On the Confirmation of the West Indian Continent by Central American Phenomena.—The Reconstruction of the Antillean Continent,[2] and The West Indian Bridge between North and South America,[3] have been largely based upon the testimony of the great river channels being traceable as drowned valleys of natural proportions across the submerged plateaus or margins of the land to the floors of the Gulf and Caribbean basins, which are characterized by large plains. This fundamental feature is supported by a great array of facts collected by the writer and described in the papers named. It was during the early part of the Pleistocene period that the West Indies were united into a high plateau and the floors of the sea basins were transformed into plains, to the margins of which the river valleys have been traced. The continuance of the river valleys to the floors of the sea basins is the result of their formation upon the surface of the land before the region was submerged beneath the oceanic waters. Satisfactory as was the evidence of the high continental elevation to the east, the Central American region now appears as a barrier against its former drainage to the Pacific, thus producing inclosed sea basins. On a smaller scale, there is a perfect analogy in the basin of Lake Ontario, which is only the valley of the St. Lawrence, mostly closed by warping of the earth's crust so as to raise up a barrier of several hundred feet in place of thousands of feet, as is the case in Central America. It was very significant that the depressions in the Mexican and Central American table-lands correspond only to the extensions of the West Indian basins, thus suggesting the location of their outlet. But the discovery of the recent general elevation of the American barrier to thousands of feet, and the preservation of the last water ways across the divide, are found to show that the barrier did not obtain at the time when the Antillean basins, according to the hypothesis, should have been drained into the Pacific. Thus the low altitude of Central America at the time of the high continental elevation to the east and the presence of the recent water ways to the Pacific Ocean, lately discovered, complete, in a manner, the story of the great oscillations of land and sea in the regions between North and South America.
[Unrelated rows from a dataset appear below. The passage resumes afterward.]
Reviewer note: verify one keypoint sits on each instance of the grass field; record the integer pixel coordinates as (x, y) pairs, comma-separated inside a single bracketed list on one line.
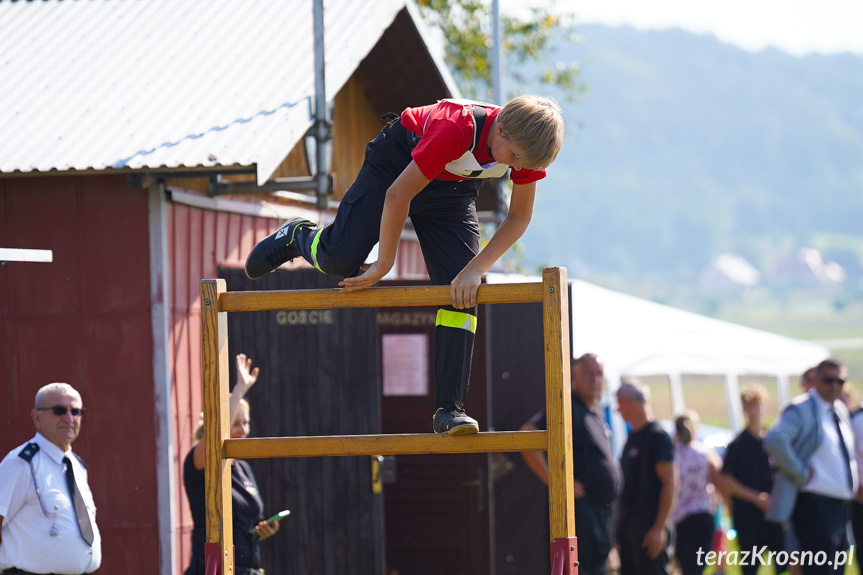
[(841, 327)]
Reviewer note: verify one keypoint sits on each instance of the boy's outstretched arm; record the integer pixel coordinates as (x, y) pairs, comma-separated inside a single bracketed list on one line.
[(463, 288), (396, 207)]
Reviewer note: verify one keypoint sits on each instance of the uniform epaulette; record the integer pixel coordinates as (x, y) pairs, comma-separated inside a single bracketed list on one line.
[(81, 461), (28, 452)]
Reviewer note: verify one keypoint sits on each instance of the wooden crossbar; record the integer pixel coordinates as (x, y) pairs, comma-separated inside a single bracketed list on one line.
[(219, 448), (373, 297), (387, 444)]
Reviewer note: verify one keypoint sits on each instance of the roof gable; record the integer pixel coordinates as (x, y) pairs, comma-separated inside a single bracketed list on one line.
[(150, 84)]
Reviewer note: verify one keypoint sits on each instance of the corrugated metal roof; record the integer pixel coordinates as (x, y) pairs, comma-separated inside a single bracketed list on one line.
[(111, 84)]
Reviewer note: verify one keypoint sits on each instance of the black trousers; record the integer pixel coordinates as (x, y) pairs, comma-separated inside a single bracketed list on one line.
[(693, 534), (593, 533), (757, 535), (820, 524), (444, 218)]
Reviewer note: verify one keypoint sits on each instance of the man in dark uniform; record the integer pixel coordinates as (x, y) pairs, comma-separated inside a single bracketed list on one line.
[(595, 472), (747, 477), (649, 486)]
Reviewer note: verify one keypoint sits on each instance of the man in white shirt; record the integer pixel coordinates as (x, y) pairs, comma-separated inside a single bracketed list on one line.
[(812, 444), (47, 514)]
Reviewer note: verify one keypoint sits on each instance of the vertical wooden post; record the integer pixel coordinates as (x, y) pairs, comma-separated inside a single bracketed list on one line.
[(217, 428), (561, 510)]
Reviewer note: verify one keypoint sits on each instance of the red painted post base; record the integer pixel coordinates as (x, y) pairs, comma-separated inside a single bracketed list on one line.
[(212, 559), (564, 556)]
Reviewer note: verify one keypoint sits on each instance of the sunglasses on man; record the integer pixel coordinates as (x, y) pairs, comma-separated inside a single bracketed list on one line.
[(60, 410)]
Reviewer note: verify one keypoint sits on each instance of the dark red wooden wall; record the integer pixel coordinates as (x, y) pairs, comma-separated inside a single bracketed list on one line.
[(85, 319)]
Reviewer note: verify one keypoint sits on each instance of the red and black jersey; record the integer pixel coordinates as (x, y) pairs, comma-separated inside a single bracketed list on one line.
[(446, 131)]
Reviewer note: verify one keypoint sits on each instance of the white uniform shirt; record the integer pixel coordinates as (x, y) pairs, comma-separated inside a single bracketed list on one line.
[(829, 477), (27, 541)]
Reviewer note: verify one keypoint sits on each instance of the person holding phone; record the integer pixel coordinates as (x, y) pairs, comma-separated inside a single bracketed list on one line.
[(250, 527)]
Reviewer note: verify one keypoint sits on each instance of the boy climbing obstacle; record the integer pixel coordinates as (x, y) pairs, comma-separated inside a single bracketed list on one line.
[(429, 164)]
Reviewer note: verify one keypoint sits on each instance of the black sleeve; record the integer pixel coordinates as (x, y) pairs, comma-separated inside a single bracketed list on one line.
[(732, 459)]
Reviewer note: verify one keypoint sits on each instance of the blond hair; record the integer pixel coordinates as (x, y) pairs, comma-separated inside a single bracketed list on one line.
[(199, 431), (535, 125)]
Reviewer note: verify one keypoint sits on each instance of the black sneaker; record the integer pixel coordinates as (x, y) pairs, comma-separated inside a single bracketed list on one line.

Of the two miles or two miles and a half in height of the Central American barrier above the floor of the sea basins, probably half that amount has been produced by gentle warping of the earth's crust, amounting to only a few feet per mile, like that across the outlet of Lake Ontario—so gently developed as not to produce bold features. On the other hand, portions of the barrier have been squeezed up by local movements, causing the plateaus, whether above or below the surface of the sea, to rise rather suddenly from the plains, in front of them.

Thus the story of the West Indian bridge and the geological water ways across Central America[4] are only different chapters of the great changes of level of land and sea which have occurred in the most recent geological times, illustrating terrestrial movements now in progress, which have the power of completely altering the physical features of the earth, transposing tropical and arctic climates, and scattering or exterminating animal and plant life of continental regions.

  1. Appletons' Popular Science Monthly, 1898, vol. liii, pp. 10-30.
  2. Bulletin of the Geological Society of America, vol. vi, pp. 103-140, 1894.
  3. Appletons' Popular Science Monthly, vol. liii, pp. 10-30, 1898.
  4. For further details, see Great Changes of Level in Mexico and the Interoceanic Connections. Bulletin of the Geological Society of America, vol. ix, pp. 13-34, 1897.